Unfortunately for Theresa May and for her legacy – she did, after all, come into office in 2016 having pledged famously that “Brexit means Brexit” – judging from the initial reactions of House members, there is virtually no chance the House will be persuaded by the “ten binding commitments” in her “Deal” to approve the Second Reading of the Withdrawal Agreement Bill. Indeed, a number of MPs who previously voted for the withdrawal agreement made it clear over the past two days they would not support the Bill. The fact that Andrea Leadsom, the Leader of the House who, with a number of other ministers, strongly opposed the prime minister’s “Deal” in yesterday’s cabinet meeting, decided to resign today would suggest that the odds that the WAB will be approved on its Second Reading are close to zero. Indeed, it is not too far-fetched to imagine that the Second Reading will be postponed or cancelled.
And so the Conservative MPs will soon – possibly very soon – begin the process of selecting a new leader, quite possibly one who wants to leave the EU without a negotiated withdrawal agreement, despite the fact that the House has already rejected that option. And so the long-running and seemingly never-ending Brexit saga will go on, presumably until the House has the good sense to either decide to remain in the EU and revoke the Article 50 notification or, in the event the Conservatives choose a leader committed to a no-deal Brexit, to call a new election that might bring to office a government committed to revoking Article 50.
But in the meantime, the Brexit party will have a very good day tomorrow.
Postscript, May 24:
Theresa May had planned to publish the government’s Withdrawal Agreement Bill today in preparation for a vote on its Second Reading in the first week of June, probably on June 7. As noted above, last Thursday, after meeting for 90 minutes with the executive committee of the Conservative backbenchers’ 1922 Committee, she agreed that the timetable for selecting a new leader would be set immediately after the vote and regardless of the outcome.
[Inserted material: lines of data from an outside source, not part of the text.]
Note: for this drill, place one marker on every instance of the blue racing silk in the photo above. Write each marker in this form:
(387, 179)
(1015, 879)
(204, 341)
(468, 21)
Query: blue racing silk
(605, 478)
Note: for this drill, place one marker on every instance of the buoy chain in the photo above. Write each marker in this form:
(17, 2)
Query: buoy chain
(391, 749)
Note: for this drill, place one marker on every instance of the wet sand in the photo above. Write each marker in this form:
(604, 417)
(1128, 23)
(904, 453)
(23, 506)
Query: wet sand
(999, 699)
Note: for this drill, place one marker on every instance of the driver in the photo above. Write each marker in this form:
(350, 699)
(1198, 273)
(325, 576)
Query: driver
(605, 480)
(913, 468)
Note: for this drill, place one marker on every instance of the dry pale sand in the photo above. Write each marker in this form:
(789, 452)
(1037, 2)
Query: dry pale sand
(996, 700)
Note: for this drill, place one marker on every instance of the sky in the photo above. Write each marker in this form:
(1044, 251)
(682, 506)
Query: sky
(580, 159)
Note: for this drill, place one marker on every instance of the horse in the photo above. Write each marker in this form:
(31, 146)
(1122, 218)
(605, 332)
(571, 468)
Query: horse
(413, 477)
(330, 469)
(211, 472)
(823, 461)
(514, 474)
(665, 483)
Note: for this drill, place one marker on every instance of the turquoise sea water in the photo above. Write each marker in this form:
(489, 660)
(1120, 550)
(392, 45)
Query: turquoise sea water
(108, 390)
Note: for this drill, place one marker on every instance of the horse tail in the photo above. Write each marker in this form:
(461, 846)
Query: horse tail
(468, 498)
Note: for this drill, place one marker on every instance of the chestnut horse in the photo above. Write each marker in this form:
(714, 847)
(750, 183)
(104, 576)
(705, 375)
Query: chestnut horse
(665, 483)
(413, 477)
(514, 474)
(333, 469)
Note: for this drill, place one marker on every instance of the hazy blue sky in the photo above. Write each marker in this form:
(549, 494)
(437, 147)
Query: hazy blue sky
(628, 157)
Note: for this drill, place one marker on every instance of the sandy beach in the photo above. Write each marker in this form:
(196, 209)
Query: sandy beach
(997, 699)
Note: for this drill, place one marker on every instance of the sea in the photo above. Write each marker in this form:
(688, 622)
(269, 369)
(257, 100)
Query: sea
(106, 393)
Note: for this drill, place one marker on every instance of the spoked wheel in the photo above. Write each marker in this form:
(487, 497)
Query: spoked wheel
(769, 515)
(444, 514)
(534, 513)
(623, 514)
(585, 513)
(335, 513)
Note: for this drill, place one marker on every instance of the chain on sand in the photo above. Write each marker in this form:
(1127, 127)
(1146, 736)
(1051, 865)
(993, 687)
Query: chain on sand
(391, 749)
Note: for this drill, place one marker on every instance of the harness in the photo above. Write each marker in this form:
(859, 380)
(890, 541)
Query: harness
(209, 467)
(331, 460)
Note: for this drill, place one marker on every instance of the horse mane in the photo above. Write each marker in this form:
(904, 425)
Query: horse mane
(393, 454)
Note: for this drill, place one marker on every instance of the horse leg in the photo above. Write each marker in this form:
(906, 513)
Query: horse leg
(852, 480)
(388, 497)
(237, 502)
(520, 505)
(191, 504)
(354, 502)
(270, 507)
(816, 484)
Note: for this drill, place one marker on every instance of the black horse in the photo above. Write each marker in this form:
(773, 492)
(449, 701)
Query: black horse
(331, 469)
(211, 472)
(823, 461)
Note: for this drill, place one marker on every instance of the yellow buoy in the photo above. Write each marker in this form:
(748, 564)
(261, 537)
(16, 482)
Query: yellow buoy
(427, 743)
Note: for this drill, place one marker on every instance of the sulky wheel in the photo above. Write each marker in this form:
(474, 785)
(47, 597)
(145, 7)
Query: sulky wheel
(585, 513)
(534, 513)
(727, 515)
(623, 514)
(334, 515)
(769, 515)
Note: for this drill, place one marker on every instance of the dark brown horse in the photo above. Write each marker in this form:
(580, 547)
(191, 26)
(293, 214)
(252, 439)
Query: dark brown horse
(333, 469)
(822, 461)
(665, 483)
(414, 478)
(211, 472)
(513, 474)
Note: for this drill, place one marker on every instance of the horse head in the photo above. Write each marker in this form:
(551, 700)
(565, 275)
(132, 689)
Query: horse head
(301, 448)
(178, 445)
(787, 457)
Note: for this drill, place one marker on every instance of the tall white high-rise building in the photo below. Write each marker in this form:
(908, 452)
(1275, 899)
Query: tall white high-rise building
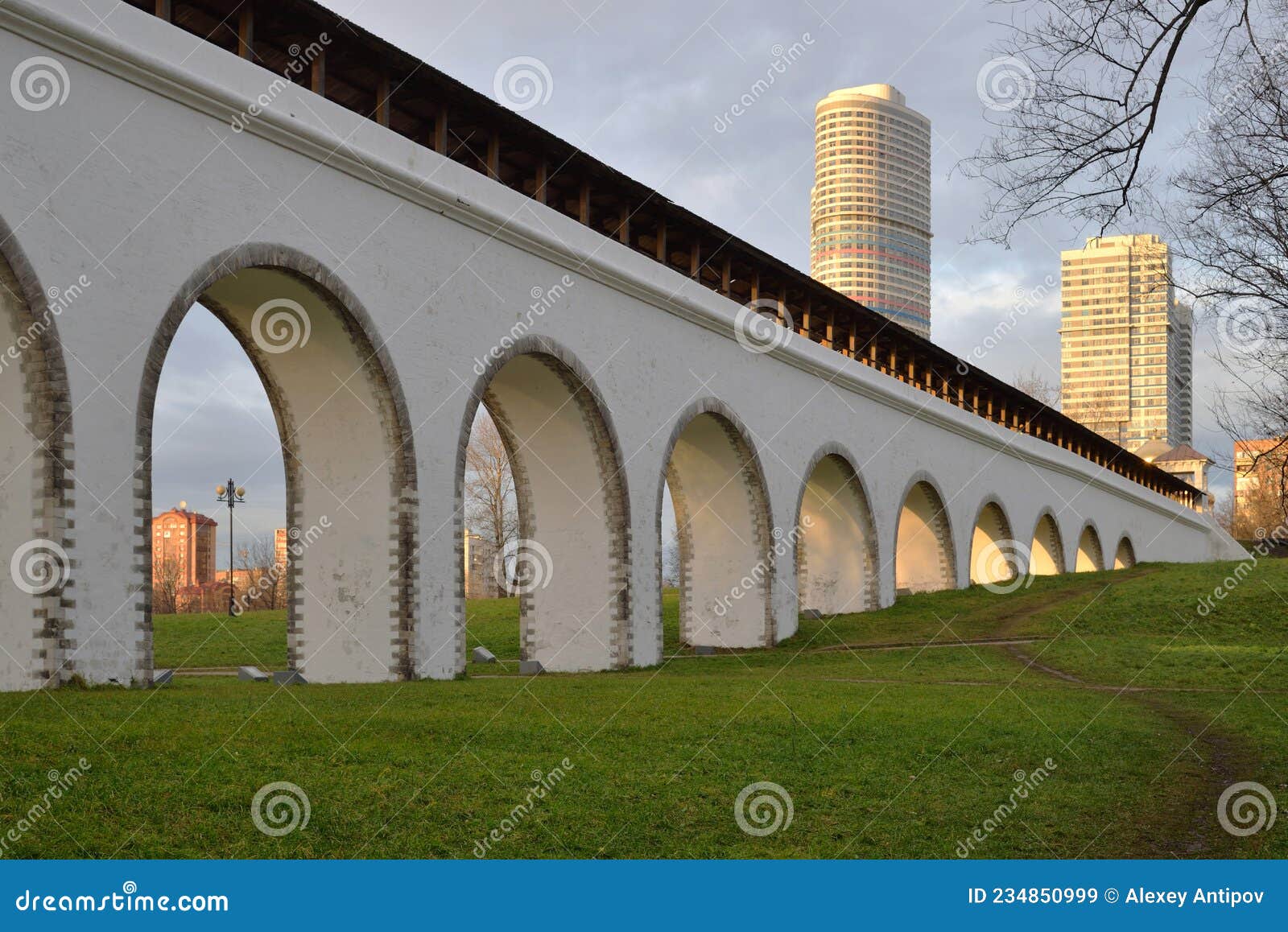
(869, 208)
(1126, 347)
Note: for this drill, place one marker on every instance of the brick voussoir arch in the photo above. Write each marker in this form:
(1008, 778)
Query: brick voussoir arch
(1055, 545)
(598, 420)
(378, 367)
(873, 559)
(758, 496)
(1099, 541)
(48, 416)
(943, 526)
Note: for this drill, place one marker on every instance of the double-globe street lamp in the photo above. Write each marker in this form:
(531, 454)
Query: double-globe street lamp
(233, 494)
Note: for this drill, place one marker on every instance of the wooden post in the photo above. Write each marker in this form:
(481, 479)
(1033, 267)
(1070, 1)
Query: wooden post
(246, 31)
(539, 192)
(383, 92)
(317, 75)
(441, 131)
(493, 155)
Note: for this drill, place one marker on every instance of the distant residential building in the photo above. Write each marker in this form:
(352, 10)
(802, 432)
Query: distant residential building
(1259, 468)
(481, 579)
(184, 546)
(1183, 461)
(869, 206)
(1126, 347)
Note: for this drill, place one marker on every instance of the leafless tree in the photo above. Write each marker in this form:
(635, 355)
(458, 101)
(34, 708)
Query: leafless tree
(1034, 384)
(167, 575)
(491, 507)
(1081, 137)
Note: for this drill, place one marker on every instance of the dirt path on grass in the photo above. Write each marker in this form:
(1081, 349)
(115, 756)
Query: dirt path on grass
(1183, 822)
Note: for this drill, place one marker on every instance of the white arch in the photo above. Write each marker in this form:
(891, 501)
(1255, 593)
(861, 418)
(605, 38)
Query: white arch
(35, 431)
(1125, 558)
(993, 555)
(1046, 554)
(573, 510)
(925, 559)
(351, 472)
(1090, 554)
(836, 549)
(723, 520)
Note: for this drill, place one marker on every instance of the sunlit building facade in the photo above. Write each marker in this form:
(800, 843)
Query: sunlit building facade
(869, 208)
(1126, 347)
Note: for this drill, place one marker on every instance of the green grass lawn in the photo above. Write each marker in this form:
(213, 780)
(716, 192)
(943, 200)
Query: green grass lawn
(1146, 708)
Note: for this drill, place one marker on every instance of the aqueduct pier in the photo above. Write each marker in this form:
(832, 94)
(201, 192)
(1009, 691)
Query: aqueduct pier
(392, 251)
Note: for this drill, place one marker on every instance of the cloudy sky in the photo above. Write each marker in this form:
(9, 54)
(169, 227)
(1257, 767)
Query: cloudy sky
(647, 88)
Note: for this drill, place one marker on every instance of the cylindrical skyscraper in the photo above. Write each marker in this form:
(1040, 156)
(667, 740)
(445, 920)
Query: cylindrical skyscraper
(869, 208)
But after her speech Tuesday and statement in the House Wednesday setting out her 10-point “New Brexit Deal,” the strong objections of many cabinet members and MPS to various commitments in the Bill – most notably, in regard to the future customs arrangements with the EU and a second confirmatory referendum – made it clear not only that the Bill was dead on arrival but that the party no longer had confidence in her leadership.
On Wednesday evening, the executive committee of the 1922 Committee met again, voted by secret ballot on whether to change the party rules and allow another vote of confidence by the party’s MPs and put the ballots in a sealed envelope that would be opened if she refused to step down by June 10. But the party did not have to wait that long; this morning, after meeting with Sir Graham Brady, the chair of the Committee, Theresa May announced at a lectern in Downing St. that she will resign as leader on June 7 and the process of selecting a new leader will begin the following week.
David R. Cameron is a professor of political science and the director of the MacMillan Center’s Program in European Union Studies.